Import (21gb) csv to elasticsearch

Please advice me how can i upload this huge file. Any sample java/python or name of plugin to use will help. I am doing on local machine and single node.

Hi @examin,

Logstash has a csv filter.

You could start with a few lines and just output to STDOUT.

The Logstash config would be something like (I have not used this so might not be 100% right)

input { stdin { } }

filter {
  csv {
    autodetect_column_names => true
  }
}
output {
  stdout { codec => rubydebug }
}

Download Logstash and start with

logstash-6.3.1/bin/logstash -f above_config.conf

Paste in one line and see how it is parsed. Once you are happy you can change input to file and output to Elasticsearch.

I'm sure there are many other ways to do it as well.

1 Like

I have done same , it is running since 4 days and nearly 40% data inserted. Thats why i think i need bit faster method.

What is the specification of your Elasticsearch cluster? Is Logstash running on the same host? What does CPU and disk I/O look like?

i5 dual core processor.
2gb radeon gpu
1tb hdd
8gb ram
OS: centos 7 x64

I have one column in csv who have dates. I need one more column where only month and year are. Whats new thing i have to add in csvfile's config to do that .

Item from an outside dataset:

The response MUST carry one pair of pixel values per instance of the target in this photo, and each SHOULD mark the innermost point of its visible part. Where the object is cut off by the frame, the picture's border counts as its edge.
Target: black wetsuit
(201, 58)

You do not want to add that field directly in the CSV file? If you use Logstash you could use a grok filter but that would slow things down even more (probably, I expect you are limited by the CPU speed. Also, learning the ins and outs of grok take some time unless you already know how to use it...).

Another way to go, if you would like an alternative to Logstash reading the CSV file would be to make the CSV into JSON first, e.g. using python.

Something like http://www.andymboyle.com/2011/11/02/quick-csv-to-json-parser-in-python/

You could add the year and/or month fields while parsing CSV to JSON.

The JSON data could then be loaded into Elasticsearch in many ways, one being using Logstash :wink:

I would again experiment with a smaller data set.

is there any good book to learn elasticsearch. I found most books too old. Please suggest one

Although old most of advices are good. See https://www.elastic.co/guide/en/elasticsearch/guide/current/index.html

But IMHO the best place to learn is https://training.elastic.co/

Disclaimer: I'm an elastic employee :wink:

This topic was automatically closed 28 days after the last reply. New replies are no longer allowed.